In a large mixing bowl, whisk together mayonnaise, red wine vinegar, garlic, salt, pepper, crushed red pepper, and Italian seasoning. Fold in half of the pepperoncinis, and all of the red onion and lettuce until coated. Refrigerate while you create the rest of the sandwich.
Slice loaves in half lengthwise, placing on your baking sheet. Scoop out the center of the bread to create boats for all the toppings. (You'll have a ½ inch wall around the center that's scooped out.)
Top bread with provolone and bake 4 minutes, until melted. Remove from oven.
Top one half with ham and salami and the other half with pepperoni and soppressata.

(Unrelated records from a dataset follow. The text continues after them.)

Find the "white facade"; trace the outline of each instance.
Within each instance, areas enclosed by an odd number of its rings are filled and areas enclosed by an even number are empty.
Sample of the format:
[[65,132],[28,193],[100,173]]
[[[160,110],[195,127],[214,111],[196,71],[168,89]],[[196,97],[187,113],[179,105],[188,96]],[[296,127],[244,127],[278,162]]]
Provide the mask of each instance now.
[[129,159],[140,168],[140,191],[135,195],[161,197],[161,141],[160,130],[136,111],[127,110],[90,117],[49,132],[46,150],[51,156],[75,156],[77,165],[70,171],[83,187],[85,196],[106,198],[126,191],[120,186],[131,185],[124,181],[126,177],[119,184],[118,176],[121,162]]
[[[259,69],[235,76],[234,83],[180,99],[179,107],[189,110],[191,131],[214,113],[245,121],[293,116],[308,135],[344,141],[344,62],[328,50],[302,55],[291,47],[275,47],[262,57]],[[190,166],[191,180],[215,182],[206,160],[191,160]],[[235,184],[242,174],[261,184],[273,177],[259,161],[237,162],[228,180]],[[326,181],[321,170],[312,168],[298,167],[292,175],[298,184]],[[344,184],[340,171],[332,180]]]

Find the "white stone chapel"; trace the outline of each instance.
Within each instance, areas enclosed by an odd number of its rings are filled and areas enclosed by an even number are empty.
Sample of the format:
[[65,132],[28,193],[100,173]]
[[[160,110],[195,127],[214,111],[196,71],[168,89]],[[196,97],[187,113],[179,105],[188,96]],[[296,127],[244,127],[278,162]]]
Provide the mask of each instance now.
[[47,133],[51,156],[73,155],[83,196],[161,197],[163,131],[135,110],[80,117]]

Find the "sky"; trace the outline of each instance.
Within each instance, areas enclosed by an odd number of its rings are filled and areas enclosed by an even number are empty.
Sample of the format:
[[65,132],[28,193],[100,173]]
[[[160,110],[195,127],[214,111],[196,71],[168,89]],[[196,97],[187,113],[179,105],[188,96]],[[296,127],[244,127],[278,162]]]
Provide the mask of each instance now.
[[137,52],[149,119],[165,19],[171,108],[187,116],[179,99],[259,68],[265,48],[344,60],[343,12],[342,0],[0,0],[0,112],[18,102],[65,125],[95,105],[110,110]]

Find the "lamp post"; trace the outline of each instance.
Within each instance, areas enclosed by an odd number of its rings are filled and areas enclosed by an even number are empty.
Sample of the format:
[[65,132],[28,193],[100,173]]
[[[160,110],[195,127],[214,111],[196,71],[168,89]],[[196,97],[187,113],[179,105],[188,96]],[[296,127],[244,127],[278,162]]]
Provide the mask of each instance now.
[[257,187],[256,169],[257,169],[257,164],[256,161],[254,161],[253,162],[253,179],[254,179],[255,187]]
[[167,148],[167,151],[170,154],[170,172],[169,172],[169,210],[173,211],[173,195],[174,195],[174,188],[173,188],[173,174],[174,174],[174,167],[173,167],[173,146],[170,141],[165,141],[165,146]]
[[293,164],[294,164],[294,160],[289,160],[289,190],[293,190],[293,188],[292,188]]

Return to oven 3 minutes to warm. Remove from oven.
Add tomato slices to the top of one size. Drizzle tomatoes with olive oil and sprinkle with salt, pepper and parmesan. Top with grinder salad.
Place the other half on top, gently pressing to seal. Slice and serve.
Notes
Fresh is always best, especially in sandwiches like this one. Use high quality ingredients for the best results. (And always use freshly shredded cheese rather than pre-packaged).
Don’t dress your sandwich until just before serving, as the salad and dressing will cause the bread to become soggy.
Make the salad dressing ahead of time! Just shake it up well before adding to the salad and creating your grinder sandwich.